Саша вошел на кладбище не сознавая, чего ему хочется. В первый раз он подумал сейчас про себя и тронул свою грудь: вот тут я, – а всюду было чужое и непохожее на него. Дом, в котором он жил, где любил Прохора Абрамовича, Мавру Фетисовну и Прошку, оказался не его домом – его вывели оттуда утром на прохладную дорогу. В полудетской грустной душе, не разбавленной успокаивающей водой сознания, сжалась полная давящая обида – он чувствовал ее до горла.
Кладбище было укрыто умершими листьями, по их покою всякие ноги сразу затихали и ступали мирно. Всюду стояли крестьянские кресты, многие без имени и без памяти о покойном. Сашу заинтересовали те кресты, которые были самые ветхие и тоже собирались упасть и умереть в земле. Могилы без крестов были еще лучше – в их глубине лежали люди, ставшие навеки сиротами: у них тоже умерли матери, а отцы у некоторых утонули в реках и озерах. Могильный бугор отца Саши почти растоптался – через него лежала тропинка, по которой носили новые гробы в глушь кладбища.
Близко и терпеливо лежал отец, не жалуясь, что ему так худо и жутко на зиму оставаться одному. Что там есть? Там плохо, там тихо и тесно, оттуда не видно мальчика с палкой и нищей сумой.
– Папа, меня прогнали побираться, я теперь скоро умру к тебе – тебе там ведь скучно одному, и мне скучно.
Мальчик положил свой посошок на могилу и заложил его листьями, чтобы он хранился и ждал его.
Саша решил скоро прийти из города, как только наберет полную сумку хлебных корок; тогда он выроет себе землянку рядом с могилой отца и будет там жить, раз у него нету дома.

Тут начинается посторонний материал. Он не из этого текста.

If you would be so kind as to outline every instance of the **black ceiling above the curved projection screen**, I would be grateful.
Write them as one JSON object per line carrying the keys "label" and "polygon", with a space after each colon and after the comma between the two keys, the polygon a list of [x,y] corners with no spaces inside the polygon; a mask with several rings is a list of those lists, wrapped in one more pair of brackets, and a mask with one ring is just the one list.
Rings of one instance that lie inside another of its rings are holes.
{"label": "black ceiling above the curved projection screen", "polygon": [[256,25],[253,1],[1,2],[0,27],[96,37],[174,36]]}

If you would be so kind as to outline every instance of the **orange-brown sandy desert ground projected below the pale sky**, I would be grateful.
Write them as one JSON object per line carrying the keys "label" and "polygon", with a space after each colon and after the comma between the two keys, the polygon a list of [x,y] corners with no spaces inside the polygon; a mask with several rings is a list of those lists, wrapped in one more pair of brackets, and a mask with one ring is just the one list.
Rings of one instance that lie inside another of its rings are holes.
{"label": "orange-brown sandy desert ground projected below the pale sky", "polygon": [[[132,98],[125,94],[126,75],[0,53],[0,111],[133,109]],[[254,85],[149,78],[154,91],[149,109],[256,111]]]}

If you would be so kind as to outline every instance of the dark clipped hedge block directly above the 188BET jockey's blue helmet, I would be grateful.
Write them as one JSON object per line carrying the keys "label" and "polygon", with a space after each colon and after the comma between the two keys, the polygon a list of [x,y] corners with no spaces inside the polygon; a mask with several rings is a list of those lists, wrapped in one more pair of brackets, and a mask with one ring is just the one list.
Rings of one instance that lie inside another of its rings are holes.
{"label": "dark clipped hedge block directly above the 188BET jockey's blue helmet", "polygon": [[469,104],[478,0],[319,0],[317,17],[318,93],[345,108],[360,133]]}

Прохор Абрамович уже заждался приемыша и хотел уходить. Но Саша перешел через протоки балочных ручьев и стал подниматься по глинистому взгорью. Он шел медленно и уже устало, зато радовался, что у него скоро будет свой дом и свой отец; пусть отец лежит мертвый и ничего не говорит, но он всегда будет лежать близко, на нем рубашка в теплом поту, у него руки, обнимавшие Сашу в их сне вдвоем на берегу озера; пусть отец мертвый, но он целый, одинаковый и такой же.
«Куда ж у него палка делась?» – гадал Прохор Абрамович.

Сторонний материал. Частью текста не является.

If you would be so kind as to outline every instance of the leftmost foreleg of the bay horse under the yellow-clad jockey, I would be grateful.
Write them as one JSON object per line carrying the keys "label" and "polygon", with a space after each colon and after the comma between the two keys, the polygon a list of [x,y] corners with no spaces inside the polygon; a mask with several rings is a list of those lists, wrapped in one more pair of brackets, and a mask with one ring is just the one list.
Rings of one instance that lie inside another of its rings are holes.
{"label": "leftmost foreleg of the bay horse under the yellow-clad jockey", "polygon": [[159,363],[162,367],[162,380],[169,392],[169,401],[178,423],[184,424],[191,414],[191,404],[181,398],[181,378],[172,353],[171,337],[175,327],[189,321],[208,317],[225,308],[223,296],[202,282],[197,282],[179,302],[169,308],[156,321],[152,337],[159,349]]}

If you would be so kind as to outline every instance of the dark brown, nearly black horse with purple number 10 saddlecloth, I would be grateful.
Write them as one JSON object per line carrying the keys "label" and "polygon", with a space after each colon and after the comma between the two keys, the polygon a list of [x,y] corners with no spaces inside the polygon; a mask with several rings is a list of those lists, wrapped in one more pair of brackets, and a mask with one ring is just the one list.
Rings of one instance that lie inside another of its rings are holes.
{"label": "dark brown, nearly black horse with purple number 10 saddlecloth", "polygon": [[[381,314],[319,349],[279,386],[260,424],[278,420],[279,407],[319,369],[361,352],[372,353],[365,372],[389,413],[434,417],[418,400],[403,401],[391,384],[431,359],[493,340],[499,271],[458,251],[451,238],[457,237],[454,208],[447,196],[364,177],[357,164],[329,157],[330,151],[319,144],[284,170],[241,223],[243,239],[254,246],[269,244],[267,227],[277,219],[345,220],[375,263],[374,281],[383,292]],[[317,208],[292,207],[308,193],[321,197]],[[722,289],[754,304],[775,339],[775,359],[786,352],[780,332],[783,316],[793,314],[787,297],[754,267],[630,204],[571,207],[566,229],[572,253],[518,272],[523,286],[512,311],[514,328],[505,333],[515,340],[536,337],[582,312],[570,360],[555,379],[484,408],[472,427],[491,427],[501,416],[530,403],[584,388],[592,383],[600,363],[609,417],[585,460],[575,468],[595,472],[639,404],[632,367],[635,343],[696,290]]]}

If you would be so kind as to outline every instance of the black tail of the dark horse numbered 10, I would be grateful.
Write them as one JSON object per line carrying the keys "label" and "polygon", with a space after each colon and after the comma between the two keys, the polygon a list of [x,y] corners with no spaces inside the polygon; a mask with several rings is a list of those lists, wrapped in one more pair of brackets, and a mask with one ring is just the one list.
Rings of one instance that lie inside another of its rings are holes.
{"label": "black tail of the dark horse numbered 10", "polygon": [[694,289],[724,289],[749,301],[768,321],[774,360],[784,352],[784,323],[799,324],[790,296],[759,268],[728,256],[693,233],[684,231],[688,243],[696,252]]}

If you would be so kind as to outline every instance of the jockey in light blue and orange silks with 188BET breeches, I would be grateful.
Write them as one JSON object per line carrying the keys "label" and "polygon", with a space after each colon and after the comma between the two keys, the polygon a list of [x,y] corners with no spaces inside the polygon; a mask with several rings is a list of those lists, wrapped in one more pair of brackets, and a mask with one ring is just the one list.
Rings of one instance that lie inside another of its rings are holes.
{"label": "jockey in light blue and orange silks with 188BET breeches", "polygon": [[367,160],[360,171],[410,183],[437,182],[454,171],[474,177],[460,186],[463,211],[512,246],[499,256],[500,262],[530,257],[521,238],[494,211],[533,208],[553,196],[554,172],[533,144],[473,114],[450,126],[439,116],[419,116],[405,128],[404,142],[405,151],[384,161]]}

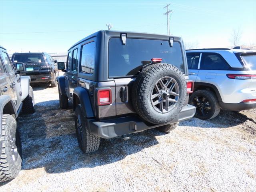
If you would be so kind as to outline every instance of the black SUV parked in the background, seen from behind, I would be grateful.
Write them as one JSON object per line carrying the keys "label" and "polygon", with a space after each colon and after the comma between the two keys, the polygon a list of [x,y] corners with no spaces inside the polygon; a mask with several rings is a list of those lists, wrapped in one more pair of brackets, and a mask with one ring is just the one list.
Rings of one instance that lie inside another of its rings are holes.
{"label": "black SUV parked in the background, seen from behind", "polygon": [[24,63],[25,70],[20,75],[30,76],[31,83],[50,82],[52,87],[57,86],[57,60],[48,53],[14,53],[12,62]]}

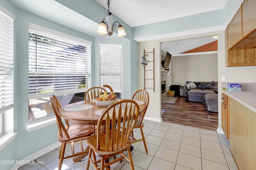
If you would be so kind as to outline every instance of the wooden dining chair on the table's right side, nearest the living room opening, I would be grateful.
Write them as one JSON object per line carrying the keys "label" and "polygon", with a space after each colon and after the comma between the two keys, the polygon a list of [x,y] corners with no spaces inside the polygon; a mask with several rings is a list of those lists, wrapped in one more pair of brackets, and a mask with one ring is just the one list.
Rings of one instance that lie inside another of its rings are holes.
{"label": "wooden dining chair on the table's right side, nearest the living room opening", "polygon": [[144,127],[143,118],[146,114],[146,111],[148,109],[148,103],[149,103],[148,92],[146,90],[139,89],[136,92],[134,92],[134,94],[132,96],[132,100],[140,100],[140,101],[145,103],[145,109],[142,112],[140,112],[140,114],[138,116],[138,120],[137,120],[137,122],[136,122],[136,124],[133,128],[133,129],[138,129],[138,128],[140,129],[142,138],[141,139],[136,139],[134,137],[134,133],[133,133],[133,130],[132,130],[132,134],[131,134],[132,143],[140,142],[140,141],[143,140],[146,153],[148,153],[148,148],[147,148],[147,145],[146,145],[145,136],[144,136],[144,133],[143,133],[143,130],[142,130],[142,128]]}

Утро отсырело, мальчик одолевал скользкий подъем, припадая к нему руками. Сумка болталась широко и просторно, как чужая одежда.
– Ишь ты, сшил я ее как: не по нищему, а по жадности, – поздно упрекал себя Прохор Абрамович. – С хлебом он и не донесет ее... Да теперь все равно: пускай – как-нибудь...

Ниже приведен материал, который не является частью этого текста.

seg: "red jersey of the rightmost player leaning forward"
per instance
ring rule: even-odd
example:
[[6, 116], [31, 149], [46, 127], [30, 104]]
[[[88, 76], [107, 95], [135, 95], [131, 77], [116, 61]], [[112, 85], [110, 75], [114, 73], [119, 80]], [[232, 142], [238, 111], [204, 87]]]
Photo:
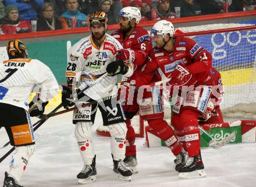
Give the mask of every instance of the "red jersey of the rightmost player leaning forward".
[[147, 82], [146, 75], [152, 74], [158, 68], [162, 70], [167, 78], [171, 77], [177, 64], [180, 63], [184, 65], [190, 74], [186, 75], [182, 82], [176, 82], [174, 85], [214, 85], [210, 75], [210, 68], [212, 67], [211, 54], [192, 39], [175, 36], [173, 38], [172, 53], [157, 47], [150, 51], [143, 74], [140, 75], [140, 84], [136, 83], [136, 86], [143, 85], [144, 80]]

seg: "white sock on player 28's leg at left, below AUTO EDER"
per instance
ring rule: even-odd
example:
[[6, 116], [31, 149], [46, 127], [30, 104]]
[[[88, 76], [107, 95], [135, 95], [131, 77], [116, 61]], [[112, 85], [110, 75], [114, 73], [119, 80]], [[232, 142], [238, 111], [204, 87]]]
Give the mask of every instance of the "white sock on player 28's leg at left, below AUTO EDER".
[[74, 129], [74, 135], [76, 136], [79, 151], [85, 165], [90, 165], [95, 156], [93, 141], [91, 140], [92, 125], [92, 122], [77, 122]]

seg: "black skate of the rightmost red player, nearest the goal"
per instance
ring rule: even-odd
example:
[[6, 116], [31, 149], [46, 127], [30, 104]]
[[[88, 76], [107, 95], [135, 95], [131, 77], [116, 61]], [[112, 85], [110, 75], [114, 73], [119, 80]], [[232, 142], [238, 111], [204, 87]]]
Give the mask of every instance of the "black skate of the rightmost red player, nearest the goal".
[[204, 164], [201, 156], [193, 156], [187, 159], [186, 165], [179, 170], [180, 178], [205, 177]]

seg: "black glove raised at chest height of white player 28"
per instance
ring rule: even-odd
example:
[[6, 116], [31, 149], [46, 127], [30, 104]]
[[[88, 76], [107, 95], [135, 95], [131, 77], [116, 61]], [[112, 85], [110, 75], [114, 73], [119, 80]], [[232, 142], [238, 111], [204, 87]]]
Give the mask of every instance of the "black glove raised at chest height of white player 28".
[[112, 63], [109, 63], [106, 67], [106, 72], [108, 72], [108, 75], [115, 76], [118, 74], [125, 75], [129, 70], [129, 67], [125, 65], [125, 63], [122, 60], [113, 61]]

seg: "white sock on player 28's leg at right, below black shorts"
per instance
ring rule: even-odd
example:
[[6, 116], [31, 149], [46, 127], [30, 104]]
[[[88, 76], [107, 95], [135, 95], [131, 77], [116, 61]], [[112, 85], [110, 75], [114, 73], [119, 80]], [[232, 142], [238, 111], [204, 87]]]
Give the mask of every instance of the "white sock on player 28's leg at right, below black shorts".
[[111, 151], [114, 160], [125, 159], [126, 148], [126, 132], [127, 127], [125, 122], [111, 124], [109, 127], [109, 133], [111, 134]]

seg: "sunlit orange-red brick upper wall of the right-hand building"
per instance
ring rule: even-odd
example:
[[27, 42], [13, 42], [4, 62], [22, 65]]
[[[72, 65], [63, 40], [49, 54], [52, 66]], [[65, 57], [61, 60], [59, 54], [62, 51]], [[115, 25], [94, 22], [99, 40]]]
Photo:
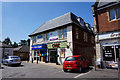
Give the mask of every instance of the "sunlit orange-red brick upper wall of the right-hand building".
[[98, 12], [99, 32], [114, 31], [120, 29], [120, 19], [109, 21], [109, 10], [116, 7], [118, 6], [106, 8]]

На высоте перелома дороги на ту, невидимую, сторону поля мальчик остановился. В рассвете будущего дня, на черте сельского горизонта, он стоял над кажущимся глубоким провалом, на берегу небесного озера. Саша испуганно глядел в пустоту степи; высота, даль, мертвая земля – были влажными и большими, поэтому все казалось чужим и страшным. Но Саше дорого было уцелеть и вернуться в низину села на кладбище – там отец, там тесно и все – маленькое, грустное и укрытое землею и деревьями от ветра. Поэтому он пошел в город за хлебными корками.